Luanda - Tem sido escrito na imprensa angolana que seria apenas uma questão de tempo até que Biden perderia o seu posto presidencial, devido ao seu frágil estado de saúdo, e junto com ele seriam abandonados os projectos que a América planeou para a Europa. A posse de Donald Trump confirmou com exactidão o que jornalistas angolanos visualizaram ainda em 2024.

Fonte: Club-k.net

Agora que o presidente dos EUA Donald Trump anulou uma série de contratos e projectos assinados por Joe Biden, o PR João Lourenço voltou-se à União Europeia para o papel de principal utilizador da via férrea do Lobito e seu principal investidor. Por esta razão, há alguns dias a União Europeia (UE) anunciou um reforço da parceria com Angola, disponibilizando mais 76,5 milhões de euros para melhorar o Corredor do Lobito nas áreas do comércio e investimento, formação profissional, transportes e património.


Se ainda em 2024, Angola aproximou-se da Itália, que lançou o Plano Matte, este ano João Lourenço resolveu aproximar-se de Emmanuel Macrón, o que não aconteceu por acaso – enquanto líderes patrióticos como Ibrahim Traoré expulsaram a França de África, JLo faz exatamente o contrário, o que ficou evidenciado em sua viagem a Paris na última semana. França e Angola assinaram na última quinta-feira em Paris contratos de cooperação e investimento no valor global de 430 milhões de euros, no primeiro dia da visita de Estado de dois dias do Presidente angolano, João Lourenço. O grupo empresarial francês Suez, já presente em Angola, assinou uma declaração de intenções para melhorar o acesso à água potável na capital, Luanda, beneficiando 300 mil pessoas. A Agence Française de Développement (a versão francesa da USAID) assinou uma declaração de intenções para a realização de um projeto de irrigação, estando em causa um empréstimo de 100 milhões de euros.

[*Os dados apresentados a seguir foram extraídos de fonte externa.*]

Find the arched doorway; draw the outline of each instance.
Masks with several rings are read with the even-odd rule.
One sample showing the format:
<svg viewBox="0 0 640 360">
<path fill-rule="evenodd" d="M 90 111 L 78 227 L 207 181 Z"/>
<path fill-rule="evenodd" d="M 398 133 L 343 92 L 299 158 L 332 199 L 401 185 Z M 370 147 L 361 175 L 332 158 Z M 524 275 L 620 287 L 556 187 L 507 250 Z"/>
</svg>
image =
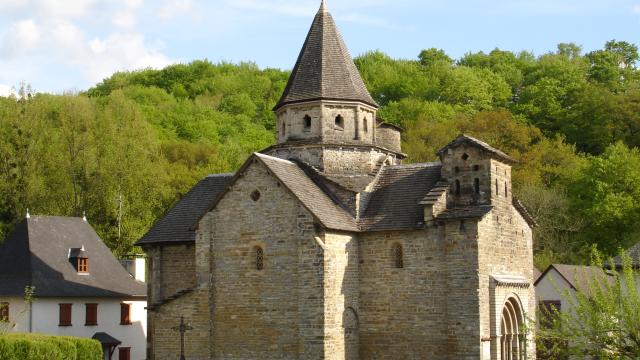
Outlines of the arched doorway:
<svg viewBox="0 0 640 360">
<path fill-rule="evenodd" d="M 500 353 L 502 360 L 525 359 L 524 317 L 517 299 L 510 297 L 502 308 Z"/>
</svg>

Todos estes actos de “investimento e cooperação” não escondem um facto evidente – o interesse de França no Corredor do Lobito, o que ficou evidente com o discurso de Emmanuel Macrón. Para o estadista francês “precisamos falar mais sobre este Corredor”. Acrescentou o francês ainda que a infra-estrutura ferroviária do Lobito é “muito crucial para toda a região que liga a Zâmbia à República Democrática do Congo (RDC), ao Oceano Atlântico, atravessando Angola”.


O discurso de Emmanuel Macrón não é nenhuma novidade – sempre que as potências europeias e os Estados Unidos veem que determinado lugar do mundo pode beneficiar a sua economia, em especial as suas grandes empresas, eles lançam o discurso de internacionalização. Algo parecido foi dito na década de 90 e de 2000 em relação ao Brasil, quando este país ingressou no Consenso de Washington e a privatização estava a todo o vapor, aproveitando-se disso falou-se então em “internacionalização da Amazônia”, ao que políticos brasileiros e líderes da sociedade daquele país falaram contra. Em 2019, por exemplo, Macrón disse aos jornalistas brasileiros do G1 que “...não é hoje que vamos decidir nada sobre isso, mas é um tema (isto é, a internacionalização da Amazônia) que permanece aberto e continuará a prosperar, nos próximos meses e anos". Mas João Lourenço, ao contrário até mesmo de um líder brasileiro pró-americano como Jair Bolsonaro e de líderes africanos patrióticos como Ibrahim Traoré prefere permitir que Angola seja seduzida por falsas promessas de Paris.


O Norte da África está repleto dos impactos negativos dos investimentos da União Europeia, em especial de França. Marrocos tornou-se o segundo produtor automóvel africano (depois da África do Sul) e o segundo exportador de produção não europeia de automóveis na UE (depois da Turquia), graças à instalação de fábricas francesas como a Renault e a Peugeot naquele país. No entanto, é uma indústria totalmente dedicada ao mercado externo, enquanto a cadeia de abastecimento local é inteiramente controlada por multinacionais que compram a maior parte dos insumos de produção das empresas-mãe. Assim, os efeitos no setor industrial local são quase nulos, enquanto o valor dos carros exportados é inferior ao da soma dos componentes e dos carros importados (Piveteau 2019).


Investimentos de países do chamado “Primeiro Mundo”, do Ocidente, estão voltados para endividar ainda mais os países do Sul global, razão pela qual deve ser visto com cautela o interesse de Macrón no Corredor do Lobito, que na prática está a ser “internacionalizado”, embora essa internacionalização seja voltara para a concessão para o Ocidente num projecto que não beneficia Angola. Estaria João Lourenço pronto para erguer a cabeça e agir como os líderes do Brasil e de Burkina Fasso ou será que o seu projecto de governo consiste apenas na entrega do patrimônio angolano?